There is bup
backup program (https://github.com/bup/bup) based on some ideas and some functions from git
version control system for compact storage of virtual machine images.
In bup
there is bup ls
subcommand, which can show some sha1-like hashes (same length of hex) of objects stored inside the backup when -s
option is passed (in man bup-ls
there is just "-s, --hash : show hash for each file/directory."). But the sha1-like hash is not equal to sha1sum
output of original file.
Original git
computes sha1 hash of data by prefixing data with `blob NNN\0' string, where NNN is size of object in bytes, written as decimal, according to How does git compute file hashes? and https://stackoverflow.com/a/28881708/
I tested prefix `blob NNN\0' and still not same sha1 sum.
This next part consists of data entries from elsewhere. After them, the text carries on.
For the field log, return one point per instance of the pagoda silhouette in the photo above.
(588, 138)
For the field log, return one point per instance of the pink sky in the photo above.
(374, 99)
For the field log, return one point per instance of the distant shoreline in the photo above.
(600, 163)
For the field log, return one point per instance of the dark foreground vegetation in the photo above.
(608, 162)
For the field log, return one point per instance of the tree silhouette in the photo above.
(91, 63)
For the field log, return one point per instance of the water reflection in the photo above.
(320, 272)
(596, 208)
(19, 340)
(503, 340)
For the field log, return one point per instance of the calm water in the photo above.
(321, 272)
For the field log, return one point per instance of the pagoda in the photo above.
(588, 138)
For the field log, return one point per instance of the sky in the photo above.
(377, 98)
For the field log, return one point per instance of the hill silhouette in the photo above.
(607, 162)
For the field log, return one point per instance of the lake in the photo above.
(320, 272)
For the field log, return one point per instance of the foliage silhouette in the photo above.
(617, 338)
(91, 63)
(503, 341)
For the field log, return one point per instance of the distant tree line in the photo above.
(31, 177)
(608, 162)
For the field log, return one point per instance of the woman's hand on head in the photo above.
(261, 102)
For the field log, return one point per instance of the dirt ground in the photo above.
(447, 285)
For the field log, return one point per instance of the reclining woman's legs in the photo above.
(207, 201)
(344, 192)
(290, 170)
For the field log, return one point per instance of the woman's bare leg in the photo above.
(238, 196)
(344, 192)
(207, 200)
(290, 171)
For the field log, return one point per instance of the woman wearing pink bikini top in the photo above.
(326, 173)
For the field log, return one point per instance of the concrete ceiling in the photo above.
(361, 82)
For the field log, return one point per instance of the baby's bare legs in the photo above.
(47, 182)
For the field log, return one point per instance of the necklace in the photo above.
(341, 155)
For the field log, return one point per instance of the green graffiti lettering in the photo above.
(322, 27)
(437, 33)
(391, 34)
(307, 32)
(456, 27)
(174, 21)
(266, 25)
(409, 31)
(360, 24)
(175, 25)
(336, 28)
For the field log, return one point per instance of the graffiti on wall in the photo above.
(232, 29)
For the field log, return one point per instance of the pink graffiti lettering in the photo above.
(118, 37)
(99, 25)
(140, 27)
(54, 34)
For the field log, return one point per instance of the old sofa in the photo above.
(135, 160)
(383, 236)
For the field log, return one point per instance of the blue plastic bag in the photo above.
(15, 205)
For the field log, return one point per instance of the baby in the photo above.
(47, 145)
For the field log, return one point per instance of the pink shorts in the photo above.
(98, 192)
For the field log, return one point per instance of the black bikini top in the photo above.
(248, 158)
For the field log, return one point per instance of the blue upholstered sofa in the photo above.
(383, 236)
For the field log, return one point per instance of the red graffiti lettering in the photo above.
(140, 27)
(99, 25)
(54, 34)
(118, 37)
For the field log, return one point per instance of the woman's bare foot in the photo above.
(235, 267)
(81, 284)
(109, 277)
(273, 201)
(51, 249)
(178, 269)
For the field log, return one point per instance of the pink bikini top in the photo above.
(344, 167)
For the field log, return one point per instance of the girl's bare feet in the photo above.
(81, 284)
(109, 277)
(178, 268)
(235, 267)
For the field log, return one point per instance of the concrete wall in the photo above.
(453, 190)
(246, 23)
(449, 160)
What is the method of computing hash sum for files is used in bup? Is it linear sha1 or some tree-like variant like Merkle trees? What is the hash of directory?
The source of ls
command of bup is https://github.com/bup/bup/blob/master/lib/bup/ls.py, and hash just printed in hex, but where the hash was generated?
def node_info(n, name,
''' ....
if show_hash:
result += "%s " % n.hash.encode('hex')
Is that hash generated on creating bup backup (when file is placed inside to the backup by bup index
+ bup save
commands) and just printed out on bup ls
; or is it recomputed on every bup ls
and can be used as integrity test of bup backup?